= J. C. Stobart =

English scholar (1878–1933)

John Clarke Stobart (5 March 1878 – 11 May 1933), commonly known as J. C. Stobart, was a classical scholar, a University of Cambridge lecturer, an HM Inspector of Schools and the BBC's first Director of Education.

==Early life==
Known as 'Jack' to his relations and friends, Stobart was born in Swyre Rectory, Dorset, England, on 5 March 1878. His father, William Stobart, was the Rector, his mother was Susan Elizabeth (née Morris), the daughter of a farmer in Rutland, and he had two elder sisters. Soon after his birth his father was appointed Rector of Bermondsey in London and the family moved to London. He was educated at Rugby School and as a Bell Scholar at Trinity College, Cambridge, obtaining his BA in 1901 (MA in 1904). He also studied briefly at Greifswald University in Germany and in Edinburgh, before becoming a teacher at Merchant Taylor's School in London.
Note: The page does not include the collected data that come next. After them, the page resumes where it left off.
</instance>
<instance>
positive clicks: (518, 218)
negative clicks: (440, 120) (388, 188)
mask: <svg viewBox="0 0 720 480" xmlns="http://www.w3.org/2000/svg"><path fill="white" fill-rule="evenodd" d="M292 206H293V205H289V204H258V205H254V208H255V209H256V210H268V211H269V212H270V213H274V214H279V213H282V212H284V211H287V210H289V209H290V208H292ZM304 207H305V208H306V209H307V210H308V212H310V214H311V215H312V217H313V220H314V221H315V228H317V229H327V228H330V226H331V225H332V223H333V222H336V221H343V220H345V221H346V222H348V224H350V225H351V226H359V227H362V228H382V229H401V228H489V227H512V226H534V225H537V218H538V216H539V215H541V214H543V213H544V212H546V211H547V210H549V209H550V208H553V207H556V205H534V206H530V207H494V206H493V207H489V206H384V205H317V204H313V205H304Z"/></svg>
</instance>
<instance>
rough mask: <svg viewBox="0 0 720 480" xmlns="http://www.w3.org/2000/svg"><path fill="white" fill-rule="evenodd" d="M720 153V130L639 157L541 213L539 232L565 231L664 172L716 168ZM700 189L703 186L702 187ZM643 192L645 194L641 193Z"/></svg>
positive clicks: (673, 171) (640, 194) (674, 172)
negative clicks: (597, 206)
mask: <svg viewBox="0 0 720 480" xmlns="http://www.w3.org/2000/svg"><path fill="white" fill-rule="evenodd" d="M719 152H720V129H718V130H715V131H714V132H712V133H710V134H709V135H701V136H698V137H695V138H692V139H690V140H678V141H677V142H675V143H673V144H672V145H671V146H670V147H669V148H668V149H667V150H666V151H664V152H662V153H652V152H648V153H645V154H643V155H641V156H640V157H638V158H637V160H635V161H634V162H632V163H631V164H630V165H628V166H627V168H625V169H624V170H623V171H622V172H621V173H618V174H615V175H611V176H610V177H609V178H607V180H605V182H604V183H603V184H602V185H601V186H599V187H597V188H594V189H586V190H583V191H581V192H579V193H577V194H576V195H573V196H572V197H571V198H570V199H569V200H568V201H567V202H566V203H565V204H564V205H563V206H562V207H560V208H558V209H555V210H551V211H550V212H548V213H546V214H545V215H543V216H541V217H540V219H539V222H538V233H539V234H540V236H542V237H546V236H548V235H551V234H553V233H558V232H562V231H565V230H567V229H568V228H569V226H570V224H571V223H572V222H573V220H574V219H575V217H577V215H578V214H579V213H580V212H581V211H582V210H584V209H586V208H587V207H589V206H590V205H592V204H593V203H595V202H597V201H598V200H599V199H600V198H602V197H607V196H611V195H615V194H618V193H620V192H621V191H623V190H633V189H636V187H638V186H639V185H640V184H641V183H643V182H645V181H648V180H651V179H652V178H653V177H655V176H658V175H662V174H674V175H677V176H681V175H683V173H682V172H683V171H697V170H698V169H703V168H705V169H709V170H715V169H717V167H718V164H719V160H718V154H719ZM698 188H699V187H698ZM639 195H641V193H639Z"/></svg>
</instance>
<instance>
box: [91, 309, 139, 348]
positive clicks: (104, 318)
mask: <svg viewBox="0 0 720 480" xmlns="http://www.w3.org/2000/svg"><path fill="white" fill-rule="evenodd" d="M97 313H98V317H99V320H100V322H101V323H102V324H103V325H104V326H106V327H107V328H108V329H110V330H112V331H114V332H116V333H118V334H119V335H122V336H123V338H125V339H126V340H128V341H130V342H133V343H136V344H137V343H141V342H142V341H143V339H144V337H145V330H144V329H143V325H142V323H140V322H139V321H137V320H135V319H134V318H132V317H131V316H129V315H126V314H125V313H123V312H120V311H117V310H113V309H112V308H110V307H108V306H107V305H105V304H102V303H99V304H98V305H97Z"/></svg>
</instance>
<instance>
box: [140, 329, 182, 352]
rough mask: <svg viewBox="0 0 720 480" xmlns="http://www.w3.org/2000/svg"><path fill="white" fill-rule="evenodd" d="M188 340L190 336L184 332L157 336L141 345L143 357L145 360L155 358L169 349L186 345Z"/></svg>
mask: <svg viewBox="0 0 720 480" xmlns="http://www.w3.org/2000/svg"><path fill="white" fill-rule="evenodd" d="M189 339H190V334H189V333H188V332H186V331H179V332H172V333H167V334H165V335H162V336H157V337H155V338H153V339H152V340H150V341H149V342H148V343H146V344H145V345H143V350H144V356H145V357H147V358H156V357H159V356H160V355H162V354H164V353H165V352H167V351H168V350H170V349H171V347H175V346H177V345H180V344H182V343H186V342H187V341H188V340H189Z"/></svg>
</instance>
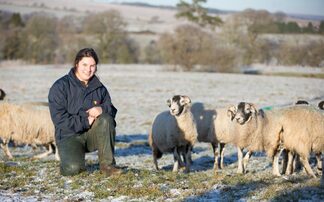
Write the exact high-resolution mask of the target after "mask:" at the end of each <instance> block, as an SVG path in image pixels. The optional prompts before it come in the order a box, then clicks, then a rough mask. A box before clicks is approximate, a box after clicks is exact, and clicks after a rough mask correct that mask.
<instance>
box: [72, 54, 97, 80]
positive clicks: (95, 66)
mask: <svg viewBox="0 0 324 202" xmlns="http://www.w3.org/2000/svg"><path fill="white" fill-rule="evenodd" d="M96 70H97V65H96V61H95V60H94V59H93V58H92V57H83V58H82V59H81V60H80V61H79V62H78V64H76V68H75V75H76V77H77V78H78V79H79V80H80V81H81V82H83V83H84V84H86V85H87V84H88V82H89V80H90V79H91V78H92V77H93V75H94V74H95V73H96Z"/></svg>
In 1904, he married Mary Currey Gibson, daughter of the Reverend Thomas Gibson, Vicar of St Sepulchre's in London. They had two daughters, Elizabeth and Margaret, both born in Cambridge, where in 1907 Stobart became a lecturer at Trinity College. Two years later he was appointed one of His Majesty's Inspectors of Schools and during the First World War worked for the Ministry of Munitions before acting as Assistant Secretary to the British War Cabinet of 1917–18.

==BBC==
After the war, he helped organise the 1924 British Empire Exhibition at Wembley and in 1925 joined the BBC as its first Director of Education. He was responsible for two long-lasting programmes, Children's Hour and The Epilogue and according to one source suggested the BBC's motto, 'Nation Shall Speak Peace Unto Nation]'. He also proposed creating a new cultural network, to be named the Minerva programme, after the Roman goddess of wisdom, but this idea was turned down and was not realised until the creation of 'The Third Programme' at the end of the Second World War.

Stobart became well-known all over the world for his regular New Year's Eve broadcast, 'The Grand Good-night'. He was dying of diabetes when he broadcast his last Grand Good-night on 31 December 1932, from his bedroom in Kensington.

==Books==
Stobart's books were successful, partly because they combined a popular with scholarly approach and partly because of the photographic illustrations. He wrote in a Preface: "The pictures are an integral part of my scheme. It is not possible with Rome, as it was with Greece, to let pictures and statues take the place of wars and treaties. Wars and treaties are an essential part of the Grandeur of Rome...the pictures are chosen so that the reader's eye may be able to gather its own impression of the Roman genius."

He disagrees with Edward Gibbon's pessimistic view of the Decline and Fall of the Roman Empire, pointing out that "The mere notion of empire continuing to decline and fall for five centuries is ridiculous" and remarking that "this is one of the cases which prove that History is made not so much by heroes or natural forces as by historians", since "if all the Roman historians had perished and only the inscriptions remained we should have a very different picture of the Roman Empire, a picture much brighter and, I think, much more faithful to truth". He admires the Romans for their law, discipline, engineering and especially their sanitation, but it is clear that he prefers the Greeks for their art, philosophy, mathematics and literature.

==Death==
Stobart wrote and edited several other books on English and Classical literature. Two books, The Divine Spark and The Gospel of Happiness were published posthumously. He died on 11 May 1933, at his country cottage next to West Byfleet golf-course in Surrey and was buried at Old Byfleet, where his grave can still be seen. The offer of a knighthood was in the post when he died.

His daughter, Elizabeth Frances, married Antony Cuthbert Spurling (1906–1984), QC, resident magistrate and Crown Counsel at Kisumu and Nairobi, later Solicitor-General of Trinidad, and Attorney-General of Gambia and of Sierra Leone, and was mother of the playwright and author John Spurling.